El relato de la aparición indica como la Virgen se apareció a una devota pastora de Aniezo, que estaba cuidando sus ganados en la falda de Peña Sagra. Cuenta como: “De pronto [la pastora] oye un ruido extraordinario, no de espanto, sino suave y agradable; y luego una música dulce, embriagadora, como de ángeles que era. Miró al lado de oriente, donde percibía los sonidos y vió entre el follaje de las esbeltas hayas que poblaban aquel sitio, movidas ligeramente por un soplo misterioso, a una Señora de celestial semblante, sosteniendo en el brazo derecho a un Niño de encantadora hermosura y, acerćandose emocionada, la Señora, que no era otra que la Santísima Virgen, le habló de esta manera:

El señor te acompañe y no temas, hija mía. Llégate de inmediato al pueblo de Aniezo y refiere al Rector de aquella iglesia cuanto de ver acabas, declarándole de mi parte, que cavando la tierra, se hallará una imagen mía aquí en este sitio, donde es voluntad de Dios que sea venerada.

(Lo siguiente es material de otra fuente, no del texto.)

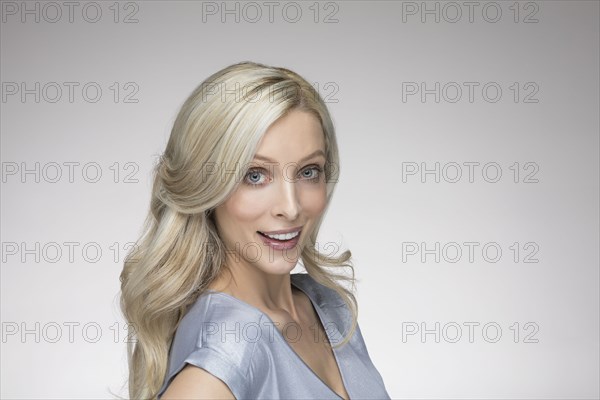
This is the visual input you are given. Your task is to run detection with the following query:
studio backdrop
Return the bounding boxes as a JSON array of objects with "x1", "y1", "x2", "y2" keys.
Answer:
[{"x1": 0, "y1": 1, "x2": 600, "y2": 399}]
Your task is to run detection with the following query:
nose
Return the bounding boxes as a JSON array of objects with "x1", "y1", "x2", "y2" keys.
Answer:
[{"x1": 273, "y1": 173, "x2": 301, "y2": 221}]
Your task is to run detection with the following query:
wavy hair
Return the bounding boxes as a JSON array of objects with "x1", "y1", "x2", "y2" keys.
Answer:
[{"x1": 120, "y1": 62, "x2": 358, "y2": 399}]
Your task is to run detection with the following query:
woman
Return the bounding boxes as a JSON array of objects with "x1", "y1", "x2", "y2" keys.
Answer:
[{"x1": 121, "y1": 62, "x2": 389, "y2": 399}]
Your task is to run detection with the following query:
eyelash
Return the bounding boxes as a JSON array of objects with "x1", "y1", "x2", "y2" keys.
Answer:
[{"x1": 244, "y1": 165, "x2": 323, "y2": 187}]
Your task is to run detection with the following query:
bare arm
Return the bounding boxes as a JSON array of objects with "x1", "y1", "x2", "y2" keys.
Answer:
[{"x1": 161, "y1": 364, "x2": 236, "y2": 400}]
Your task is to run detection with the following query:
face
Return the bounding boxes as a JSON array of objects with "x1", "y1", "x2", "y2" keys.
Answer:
[{"x1": 214, "y1": 110, "x2": 327, "y2": 274}]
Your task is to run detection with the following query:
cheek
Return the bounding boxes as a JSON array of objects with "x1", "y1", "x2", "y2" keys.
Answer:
[
  {"x1": 226, "y1": 190, "x2": 265, "y2": 223},
  {"x1": 300, "y1": 184, "x2": 327, "y2": 215}
]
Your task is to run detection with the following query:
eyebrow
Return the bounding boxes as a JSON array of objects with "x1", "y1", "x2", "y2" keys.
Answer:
[{"x1": 254, "y1": 149, "x2": 325, "y2": 162}]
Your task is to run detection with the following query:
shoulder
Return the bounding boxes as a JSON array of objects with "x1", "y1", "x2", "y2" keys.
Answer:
[
  {"x1": 291, "y1": 273, "x2": 353, "y2": 336},
  {"x1": 160, "y1": 364, "x2": 235, "y2": 400},
  {"x1": 159, "y1": 292, "x2": 262, "y2": 398}
]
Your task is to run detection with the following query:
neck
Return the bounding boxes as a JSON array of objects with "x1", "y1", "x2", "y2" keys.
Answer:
[{"x1": 211, "y1": 262, "x2": 298, "y2": 317}]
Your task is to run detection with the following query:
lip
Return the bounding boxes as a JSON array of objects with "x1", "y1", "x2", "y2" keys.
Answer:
[
  {"x1": 257, "y1": 229, "x2": 300, "y2": 250},
  {"x1": 257, "y1": 226, "x2": 302, "y2": 235}
]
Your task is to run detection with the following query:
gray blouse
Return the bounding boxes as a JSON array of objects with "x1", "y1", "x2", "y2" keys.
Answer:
[{"x1": 158, "y1": 273, "x2": 390, "y2": 399}]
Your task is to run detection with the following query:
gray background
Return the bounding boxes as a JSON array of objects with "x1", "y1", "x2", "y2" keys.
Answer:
[{"x1": 0, "y1": 1, "x2": 600, "y2": 398}]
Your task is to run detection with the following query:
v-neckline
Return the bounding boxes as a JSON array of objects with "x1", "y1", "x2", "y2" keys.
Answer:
[{"x1": 206, "y1": 275, "x2": 351, "y2": 400}]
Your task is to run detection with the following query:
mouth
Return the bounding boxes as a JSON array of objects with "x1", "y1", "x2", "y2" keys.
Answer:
[{"x1": 256, "y1": 227, "x2": 302, "y2": 250}]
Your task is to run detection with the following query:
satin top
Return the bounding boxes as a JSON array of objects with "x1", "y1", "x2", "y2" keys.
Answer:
[{"x1": 158, "y1": 273, "x2": 390, "y2": 399}]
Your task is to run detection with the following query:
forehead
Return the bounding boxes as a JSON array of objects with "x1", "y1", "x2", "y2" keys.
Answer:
[{"x1": 256, "y1": 110, "x2": 325, "y2": 161}]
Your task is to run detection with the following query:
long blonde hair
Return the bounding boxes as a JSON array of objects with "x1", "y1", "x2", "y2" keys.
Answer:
[{"x1": 120, "y1": 62, "x2": 358, "y2": 399}]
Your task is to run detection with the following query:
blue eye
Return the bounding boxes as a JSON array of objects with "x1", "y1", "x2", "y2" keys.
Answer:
[
  {"x1": 245, "y1": 169, "x2": 264, "y2": 186},
  {"x1": 302, "y1": 165, "x2": 323, "y2": 181},
  {"x1": 244, "y1": 165, "x2": 323, "y2": 186}
]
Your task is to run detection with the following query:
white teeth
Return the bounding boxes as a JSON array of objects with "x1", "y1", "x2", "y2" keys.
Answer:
[{"x1": 265, "y1": 232, "x2": 300, "y2": 240}]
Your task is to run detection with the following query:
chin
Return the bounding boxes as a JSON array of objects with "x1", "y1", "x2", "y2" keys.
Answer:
[{"x1": 257, "y1": 258, "x2": 298, "y2": 275}]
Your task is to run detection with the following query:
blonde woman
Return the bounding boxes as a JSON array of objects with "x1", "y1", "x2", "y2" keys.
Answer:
[{"x1": 121, "y1": 62, "x2": 389, "y2": 400}]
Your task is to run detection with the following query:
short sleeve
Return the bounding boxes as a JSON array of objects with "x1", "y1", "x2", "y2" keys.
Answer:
[{"x1": 158, "y1": 347, "x2": 247, "y2": 399}]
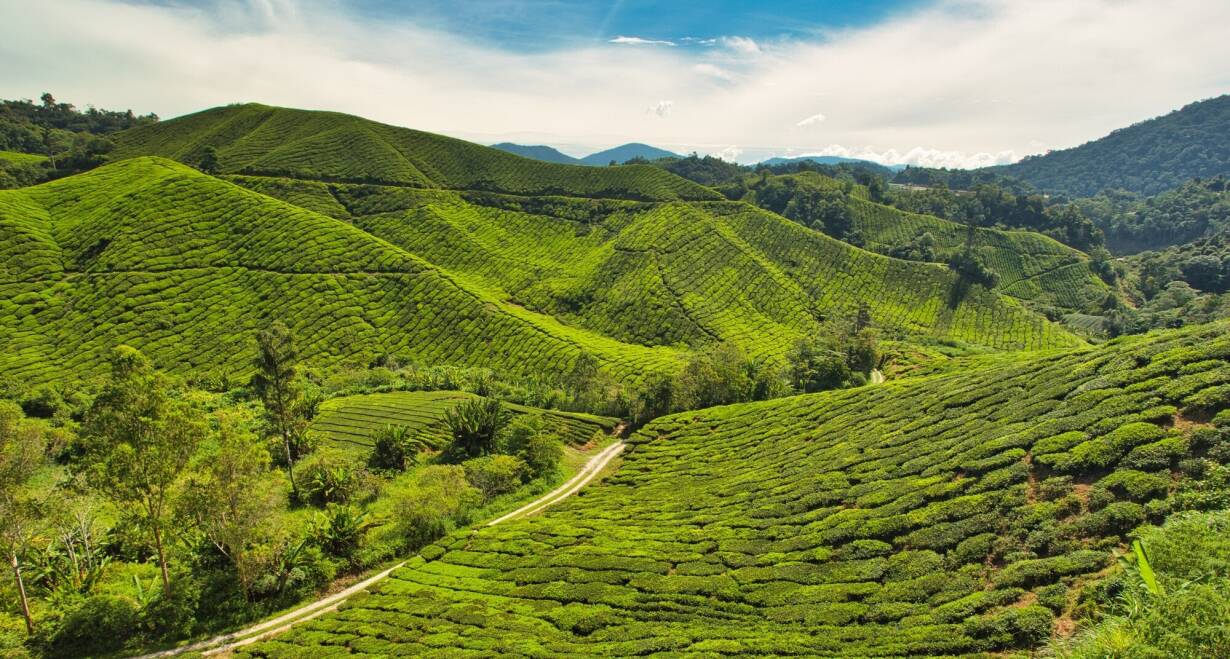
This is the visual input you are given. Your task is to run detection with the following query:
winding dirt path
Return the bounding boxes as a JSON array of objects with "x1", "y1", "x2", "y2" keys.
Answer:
[{"x1": 137, "y1": 432, "x2": 627, "y2": 659}]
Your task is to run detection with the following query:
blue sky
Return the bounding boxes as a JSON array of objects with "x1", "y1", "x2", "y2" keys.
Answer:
[
  {"x1": 7, "y1": 0, "x2": 1230, "y2": 167},
  {"x1": 354, "y1": 0, "x2": 921, "y2": 52}
]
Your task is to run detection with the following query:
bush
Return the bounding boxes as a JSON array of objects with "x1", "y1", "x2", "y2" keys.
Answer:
[
  {"x1": 444, "y1": 398, "x2": 508, "y2": 457},
  {"x1": 368, "y1": 425, "x2": 426, "y2": 471},
  {"x1": 50, "y1": 595, "x2": 140, "y2": 657},
  {"x1": 461, "y1": 455, "x2": 526, "y2": 500},
  {"x1": 390, "y1": 465, "x2": 482, "y2": 551}
]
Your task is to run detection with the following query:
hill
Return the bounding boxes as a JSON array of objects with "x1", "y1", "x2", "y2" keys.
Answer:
[
  {"x1": 245, "y1": 323, "x2": 1230, "y2": 657},
  {"x1": 226, "y1": 172, "x2": 1077, "y2": 354},
  {"x1": 581, "y1": 141, "x2": 681, "y2": 167},
  {"x1": 0, "y1": 156, "x2": 680, "y2": 381},
  {"x1": 112, "y1": 105, "x2": 718, "y2": 200},
  {"x1": 758, "y1": 156, "x2": 905, "y2": 178},
  {"x1": 491, "y1": 141, "x2": 582, "y2": 165},
  {"x1": 745, "y1": 172, "x2": 1109, "y2": 311},
  {"x1": 983, "y1": 95, "x2": 1230, "y2": 197}
]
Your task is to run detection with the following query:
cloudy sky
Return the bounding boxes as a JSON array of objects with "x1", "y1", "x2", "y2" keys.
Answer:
[{"x1": 0, "y1": 0, "x2": 1230, "y2": 166}]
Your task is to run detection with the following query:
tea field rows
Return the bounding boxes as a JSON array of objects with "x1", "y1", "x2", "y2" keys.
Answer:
[
  {"x1": 309, "y1": 391, "x2": 619, "y2": 454},
  {"x1": 239, "y1": 323, "x2": 1230, "y2": 657}
]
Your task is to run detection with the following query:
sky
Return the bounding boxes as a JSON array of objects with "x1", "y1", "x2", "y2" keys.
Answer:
[{"x1": 0, "y1": 0, "x2": 1230, "y2": 167}]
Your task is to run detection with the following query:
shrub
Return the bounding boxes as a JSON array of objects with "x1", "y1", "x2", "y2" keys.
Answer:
[
  {"x1": 50, "y1": 595, "x2": 140, "y2": 657},
  {"x1": 444, "y1": 398, "x2": 508, "y2": 457},
  {"x1": 461, "y1": 455, "x2": 526, "y2": 500},
  {"x1": 368, "y1": 425, "x2": 427, "y2": 471}
]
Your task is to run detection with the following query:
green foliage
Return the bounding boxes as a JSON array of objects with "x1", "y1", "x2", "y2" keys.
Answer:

La pastora cumple con diligencia el encargo pero el sacerdote no la cree. Vuelve a subir la pastora y la Virgen nuevamente le hace el mismo encargo. La pastora dice que no la van a creer y la Virgen la estampa con sus dedos una cruz en la frente. Ante este signo, el cura de Aniezo cree el relato de la pastora y, al día siguiente, acompañado por los vecinos, suben a la falda de Peña Sagra y cavando en el sitio donde indicó la pastora aparece una imagen que desde entonces se venera en el santuario que años después de levantó en el mismo lugar.